Lenox looked at him levelly. “Thank you.” He had noticed that in a small back corner of the store, next to a padlocked door, there was a narrow band of lighter, newer floorboards, mismatched with the timeworn ones they lay alongside. “And this is your expansion?”

“Yes. We can keep more stock with the new shelves there,” he said. “It’s been a good year for business.”

“Would you mind if I examined the place they took the clock from?” said Lenox.

Wells gestured toward a shelf over the door, now empty. “Be my guest. Do you want to stand on a stool?”

“If you wouldn’t mind.”

As Wells brought a stool over, Lenox asked, “Did the thieves come in after the rock, through the window?”
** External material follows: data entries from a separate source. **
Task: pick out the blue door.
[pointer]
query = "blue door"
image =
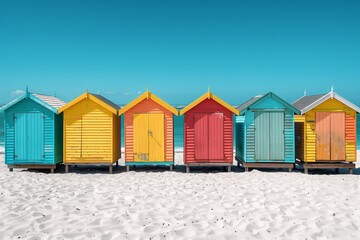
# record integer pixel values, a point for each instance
(269, 136)
(29, 138)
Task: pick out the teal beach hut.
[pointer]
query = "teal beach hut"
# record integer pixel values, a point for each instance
(33, 132)
(265, 133)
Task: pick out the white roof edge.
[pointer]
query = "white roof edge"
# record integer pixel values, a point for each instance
(328, 96)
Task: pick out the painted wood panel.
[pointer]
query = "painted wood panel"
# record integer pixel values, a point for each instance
(201, 123)
(89, 133)
(323, 135)
(216, 136)
(331, 105)
(276, 140)
(141, 137)
(276, 136)
(240, 137)
(148, 106)
(207, 106)
(262, 136)
(337, 138)
(50, 141)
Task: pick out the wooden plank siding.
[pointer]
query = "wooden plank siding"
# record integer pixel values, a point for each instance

“They reached through it and unlocked the door. Left it standing wide open.”

Lenox ascended the stool. “How did they get the clock down? Was this stool standing here?”

Wells nodded. “The same one.”

“It’s very rickety — I wouldn’t like it if you let go at the moment. Makes me think there were two of them. Was it heavy, the clock?”

“Yes. Why?”

“It would require a man taller than I am or stronger to fetch down a heavy object from this position. You have a high-ceilinged place here, and I don’t doubt most men would have dropped the clock, including you. It would have been difficult for one man to take it away very quickly.”